Il y a des matches qui marquent à vie. Surtout quand ils impliquent des problèmes familiaux. En 1994, Dago Charles remporte la Coupe de la Côte d’Ivoire avec le Stade d’Abidjan devant Africa Sports. L’ancien attaquant ivoirien a semé la tempête dans la défense de l’Africa Sports pour récolter la colère de son père, fervent supporter des Aiglons.
Le Stade d'Abidjan a été le premier club ivoirien à gagner la première Coupe d'Afrique des clubs champions devenue par la suite Ligue des Champions CAF, en 1966. Plusieurs joueurs ont marqué le club bleu et rouge. Dago Charles (47 ans, 7 sélections, 1 but) en fait partie. L'ancien international ivoirien se rappelle particulièrement d'une rencontre qui a marqué sa carrière à jamais. Il s'agit de la finale de la Coupe nationale en 1994 face à l'Africa Sports. «On a battu l'Africa (4-2). On avait éliminé l'Asec Mimosas en demi-finale (3-1). Cette finale, on l’avait bien préparée. Il y avait dans le groupe Ibrahim Bakayoko qui jouera par la suite à l’OM» se remémore l’attaquant.
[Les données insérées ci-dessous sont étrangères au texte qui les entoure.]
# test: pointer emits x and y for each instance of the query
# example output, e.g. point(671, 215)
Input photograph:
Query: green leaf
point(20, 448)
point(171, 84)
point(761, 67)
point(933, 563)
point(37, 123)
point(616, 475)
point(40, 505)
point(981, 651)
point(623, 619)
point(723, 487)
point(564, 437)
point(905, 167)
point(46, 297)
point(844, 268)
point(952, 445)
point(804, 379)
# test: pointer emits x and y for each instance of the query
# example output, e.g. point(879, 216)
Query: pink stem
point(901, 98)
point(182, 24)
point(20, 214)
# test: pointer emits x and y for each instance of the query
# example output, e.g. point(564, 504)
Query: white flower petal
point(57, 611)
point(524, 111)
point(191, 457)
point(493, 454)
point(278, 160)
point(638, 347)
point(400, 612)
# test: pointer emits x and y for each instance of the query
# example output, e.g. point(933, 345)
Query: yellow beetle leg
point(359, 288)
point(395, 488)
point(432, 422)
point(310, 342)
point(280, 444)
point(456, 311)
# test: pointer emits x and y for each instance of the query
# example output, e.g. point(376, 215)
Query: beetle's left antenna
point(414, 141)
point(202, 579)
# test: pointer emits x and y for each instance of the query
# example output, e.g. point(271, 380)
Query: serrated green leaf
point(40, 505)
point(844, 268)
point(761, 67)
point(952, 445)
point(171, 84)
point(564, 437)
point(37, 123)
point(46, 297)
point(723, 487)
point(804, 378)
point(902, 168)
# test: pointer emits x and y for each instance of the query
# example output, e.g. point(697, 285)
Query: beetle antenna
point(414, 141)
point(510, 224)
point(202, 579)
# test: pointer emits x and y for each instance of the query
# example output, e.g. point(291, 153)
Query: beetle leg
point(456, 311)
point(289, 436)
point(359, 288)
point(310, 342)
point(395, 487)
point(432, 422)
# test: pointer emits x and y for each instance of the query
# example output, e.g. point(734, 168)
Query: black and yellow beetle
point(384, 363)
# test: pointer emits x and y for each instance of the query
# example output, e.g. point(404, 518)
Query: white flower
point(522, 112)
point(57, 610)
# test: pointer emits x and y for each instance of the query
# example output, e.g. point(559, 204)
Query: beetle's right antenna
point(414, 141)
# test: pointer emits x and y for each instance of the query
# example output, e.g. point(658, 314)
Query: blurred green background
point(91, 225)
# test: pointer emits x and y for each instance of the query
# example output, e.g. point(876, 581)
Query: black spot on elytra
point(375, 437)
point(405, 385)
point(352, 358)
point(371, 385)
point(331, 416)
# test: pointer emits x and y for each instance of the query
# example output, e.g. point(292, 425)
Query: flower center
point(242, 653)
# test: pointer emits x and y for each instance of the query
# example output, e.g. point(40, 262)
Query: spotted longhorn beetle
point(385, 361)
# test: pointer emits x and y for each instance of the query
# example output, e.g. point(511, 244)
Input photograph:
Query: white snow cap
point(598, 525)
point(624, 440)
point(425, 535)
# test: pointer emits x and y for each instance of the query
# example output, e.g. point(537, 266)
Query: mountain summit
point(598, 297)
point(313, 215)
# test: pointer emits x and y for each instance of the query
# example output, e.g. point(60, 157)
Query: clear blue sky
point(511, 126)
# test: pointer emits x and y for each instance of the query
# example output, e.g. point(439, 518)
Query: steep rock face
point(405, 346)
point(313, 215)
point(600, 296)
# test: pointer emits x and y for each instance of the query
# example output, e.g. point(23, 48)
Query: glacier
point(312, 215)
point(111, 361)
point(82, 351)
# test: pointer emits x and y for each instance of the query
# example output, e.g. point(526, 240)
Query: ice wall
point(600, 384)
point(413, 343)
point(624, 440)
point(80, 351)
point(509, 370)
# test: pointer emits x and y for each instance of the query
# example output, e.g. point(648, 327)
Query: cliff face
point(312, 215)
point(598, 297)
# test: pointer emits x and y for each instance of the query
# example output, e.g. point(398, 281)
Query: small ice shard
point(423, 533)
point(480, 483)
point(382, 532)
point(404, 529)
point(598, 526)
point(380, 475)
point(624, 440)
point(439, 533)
Ce choc avait été joué dans un contexte particulier avec des relents régionalistes à l'époque. Dans les années 90, plusieurs joueurs du Stade d'Abidjan venaient de la Région de l'Ouest où l'Africa Sports, l'adversaire de ce jour-là, était encré. C’était son bastion. Il y avait donc un doute au sujet de leur implication notamment dans cette rencontre à venir. «Ce qui nous dérangeait, c'est que le comité exécutif ne croyait pratiquement pas en nous pour cette finale, dans la mesure où on était pratiquement tous de la région de l'ouest. Que ce soit Kamara Ibrahim, Tizié Jean-Jacques, Zézé Tapé Guy Claude, Camara Yssouf, Mobio Éric, Guedé Gba Ignace, Bolou Gnazalé, Lago Patrice Glogbo. Ils étaient convaincus qu'on allait tricher face à l'Africa Sports supposés être le club de nos ancêtres. La pression était tellement forte que c'était difficile pour nous en tant que joueur. Mais, on a essayé de résister à cette pression et le jour du match, on a éclaboussé cette équipe de l'Africa (4-2). On a outrageusement dominé la partie. On a mené (2-1) à la pause» explique Dago Charles qui signera personnellement une deuxième période de très grande classe.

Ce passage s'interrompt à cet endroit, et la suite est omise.